Linux distros

July 22, 2008 – 10:35 pm

I found a cool schema that I hadn’t seen before on reddit today: the linux distro timeline.

We notice three main roots Debian the community distro, Slackware the one man distro and Red Hat the company developed distro. I guess everyone know them, nothing to see move along.

What’s interesting ? The other roots that are still alive.

  • Smoothwall: a firewall
  • Engarde: company developed internet services oriented
  • Yoper: supposedly the “fastest out-of-the-box distribution”
  • Pardus: now an interesting one, a distro which rewrote many tools in python including a package manager and an init system.
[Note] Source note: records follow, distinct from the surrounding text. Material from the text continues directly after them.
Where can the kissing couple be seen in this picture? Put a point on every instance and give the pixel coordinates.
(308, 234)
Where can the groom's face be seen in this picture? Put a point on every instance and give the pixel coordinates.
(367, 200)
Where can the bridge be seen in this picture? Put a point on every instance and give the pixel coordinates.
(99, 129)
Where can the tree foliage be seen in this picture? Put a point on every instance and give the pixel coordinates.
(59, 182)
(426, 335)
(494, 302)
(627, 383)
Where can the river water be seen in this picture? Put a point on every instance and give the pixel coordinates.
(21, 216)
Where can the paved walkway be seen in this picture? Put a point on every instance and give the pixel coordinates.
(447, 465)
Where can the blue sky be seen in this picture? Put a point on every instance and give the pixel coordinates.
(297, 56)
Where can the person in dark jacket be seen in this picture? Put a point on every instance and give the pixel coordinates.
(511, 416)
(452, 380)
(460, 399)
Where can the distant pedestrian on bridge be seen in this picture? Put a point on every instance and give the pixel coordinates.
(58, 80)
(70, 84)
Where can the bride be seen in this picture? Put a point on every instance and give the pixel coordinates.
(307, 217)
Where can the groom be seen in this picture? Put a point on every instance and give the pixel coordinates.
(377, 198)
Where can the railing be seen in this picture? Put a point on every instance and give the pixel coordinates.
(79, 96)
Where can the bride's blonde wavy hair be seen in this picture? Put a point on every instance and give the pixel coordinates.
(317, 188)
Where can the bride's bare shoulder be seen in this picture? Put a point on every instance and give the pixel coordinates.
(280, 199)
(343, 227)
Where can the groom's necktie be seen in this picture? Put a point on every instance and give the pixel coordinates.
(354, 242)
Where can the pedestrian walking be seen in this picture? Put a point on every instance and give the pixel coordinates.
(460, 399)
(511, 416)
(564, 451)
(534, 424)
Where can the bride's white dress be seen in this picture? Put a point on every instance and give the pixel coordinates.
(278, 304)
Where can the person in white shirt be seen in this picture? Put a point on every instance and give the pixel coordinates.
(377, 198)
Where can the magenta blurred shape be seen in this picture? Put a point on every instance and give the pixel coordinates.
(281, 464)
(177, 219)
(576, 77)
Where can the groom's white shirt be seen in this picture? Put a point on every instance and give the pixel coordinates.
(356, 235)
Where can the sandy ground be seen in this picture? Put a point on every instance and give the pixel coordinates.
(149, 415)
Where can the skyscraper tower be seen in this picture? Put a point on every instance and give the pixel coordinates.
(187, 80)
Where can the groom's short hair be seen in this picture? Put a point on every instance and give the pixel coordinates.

It is easy to use and KDE based. Also it’s developped in Turkey. Great distro.
  • Puppy: a livecd that is so small that the entire operating system and all its applications can be loaded in 256 MB of RAM
  • DeLi: a desktop distribution for old PCs
  • Sorcerer: a source based distribution like Gentoo
  • Gentoo: THE source based distribution, used for its great source based package manage (portage)
  • CRUX: a lightweight, i686-optimized distro targeted at experienced users, gave birth to Arch
  • Rock Linux: a flexible Linux distribution Build Kit
  • Linux from scratch: not really a distro, it’s a book about how to build your own linux distro
  • GoboLinux: let’s reorganize the filesystem and place all programs in one folder and keep things simple and logical, nice ideas, lack packages
  • dine:bolix: no idea and I’m getting tired of this
  • Ark: easy to use desktop distro

What about me ? Well I’m still on the ubuntu that was installed on my dell laptop. I’m planning to install arch linux (in fact I already did it in a virtual machine) which has a really great package manager which makes it really easy to make your own packages. Also I like its minimalistic approach and the idea of not patching the upstream more than necessary, and debian and therefor ubuntu love patches. But dell puts all in one partition, so I can’t install a new distro without backuping all my data and formating my hard disk. So for the time being I’m staying on my nice and working ubuntu.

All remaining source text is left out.